Infected Google Play Store Apps Create Potential DDoS Botnet

Joy Reo
By | September 01, 2017

Posted in: Network Security Trends

This week the news broke that 300 apps from the Google Play Store were infected with malware that would allow Android phones to be recruited into a botnet. It is well-known that hackers can enslave IOT-connected devices into a botnet. The botnets could conceivably be used to launch a distributed denial of service (DDoS) attack.

According to Mashable, the latest online threat is called “WireX” and it targeted Android phones. Google responded quickly by identifying and removing the compromised apps, but conservative estimates put the number of infected Android systems at 70,000. Considering that there are millions of other IoT devices that are not secure, it’s easy to understand why this is bad news for IT security professionals. There is an abundance of vulnerable devices for hackers to leverage into DDoS attacks, and it doesn’t take many bots to launch a low-level or even average DDoS attack (the infamous DDoS attack on Dyn involved 100,000 botnets).

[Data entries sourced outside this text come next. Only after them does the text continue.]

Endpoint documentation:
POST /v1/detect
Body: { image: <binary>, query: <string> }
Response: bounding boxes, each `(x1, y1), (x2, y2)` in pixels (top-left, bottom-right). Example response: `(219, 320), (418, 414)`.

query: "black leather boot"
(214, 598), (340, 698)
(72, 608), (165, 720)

IoT and App Security Concerns

It is widely known that IoT devices can easily be recruited into botnets if the end-users do not change the default passwords. And, it’s not surprising that hackers found a new conduit for their hijinks; it’s difficult to stay one step ahead of hacker strategies. What is slightly surprising is that the Google Play apps were not secure. This is a new responsibility for end-users; they should protect their devices by installing security patches and changing the default password (which many end-users fail to do). With this new hacking development, now consumers cannot trust that an app they downloaded is safe. IT security experts are concerned that copycat hackers will try to infect other Android apps with malware.

Botnet and DDoS Security Takeaways

There are 4 key takeaways from this story:

  1. Hackers continue to be creative in their methods of creating botnets.
  2. Even supposedly secure phones and apps can be vulnerable to being enslaved into botnets.
  3. With so many IoT-connected devices that have been recruited into botnets, DDoS attacks are not going away anytime soon.
  4. DDoS attacks are increasing in frequency and sophistication, so organizations of all types should make DDoS protection a fundamental part of their cybersecurity practices.